What this is
Fireworks Training SDK gives teams a flexibility ladder from managed jobs to fully custom training loops. Start managed for standard objectives, then move to Tinker-compatible loops when you need custom losses, full-parameter updates, and tighter experiment control.| Mode | Best for | Objective control | Infrastructure |
|---|---|---|---|
| Managed jobs (SFT, DPO, RFT) | Standard objectives, fast iteration | Platform-defined | Fully managed |
| Service-mode SDK loops | Custom losses, algorithm research | Full Python control | You drive the loop, platform runs GPUs |
New to custom training loops?
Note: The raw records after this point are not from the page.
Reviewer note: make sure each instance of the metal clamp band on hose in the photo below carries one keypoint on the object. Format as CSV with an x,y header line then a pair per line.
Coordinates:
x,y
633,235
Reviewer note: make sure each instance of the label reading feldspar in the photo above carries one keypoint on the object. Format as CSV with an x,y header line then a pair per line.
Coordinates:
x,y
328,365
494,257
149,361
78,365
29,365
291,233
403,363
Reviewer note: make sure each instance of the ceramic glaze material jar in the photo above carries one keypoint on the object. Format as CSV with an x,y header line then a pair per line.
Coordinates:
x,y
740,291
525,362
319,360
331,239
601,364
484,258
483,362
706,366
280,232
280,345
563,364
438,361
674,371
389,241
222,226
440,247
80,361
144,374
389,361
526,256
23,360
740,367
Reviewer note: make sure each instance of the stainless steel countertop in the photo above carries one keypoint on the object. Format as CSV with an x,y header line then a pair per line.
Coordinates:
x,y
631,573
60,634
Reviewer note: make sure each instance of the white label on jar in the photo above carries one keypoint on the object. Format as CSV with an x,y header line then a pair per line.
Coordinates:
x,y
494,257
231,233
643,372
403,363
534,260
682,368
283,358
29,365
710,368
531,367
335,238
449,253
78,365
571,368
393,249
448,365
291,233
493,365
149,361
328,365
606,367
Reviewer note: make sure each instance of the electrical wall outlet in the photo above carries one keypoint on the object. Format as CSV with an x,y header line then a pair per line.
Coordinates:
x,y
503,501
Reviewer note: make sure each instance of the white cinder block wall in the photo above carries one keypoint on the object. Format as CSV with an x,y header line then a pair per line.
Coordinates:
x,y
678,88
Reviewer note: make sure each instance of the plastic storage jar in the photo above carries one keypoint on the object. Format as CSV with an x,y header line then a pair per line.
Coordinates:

Start with Core Concepts for an introduction to the architecture, then follow the Quickstart to run a minimal training loop.
Why this approach
- One platform, two modes: Move from managed baselines to frontier research without rebuilding infrastructure.
- When to use managed jobs: Standard objectives (SFT, DPO, managed GRPO) with minimal custom code.
- When to use Training SDK loops: Custom objectives, algorithm research, or fine-grained control over training beyond built-in methods.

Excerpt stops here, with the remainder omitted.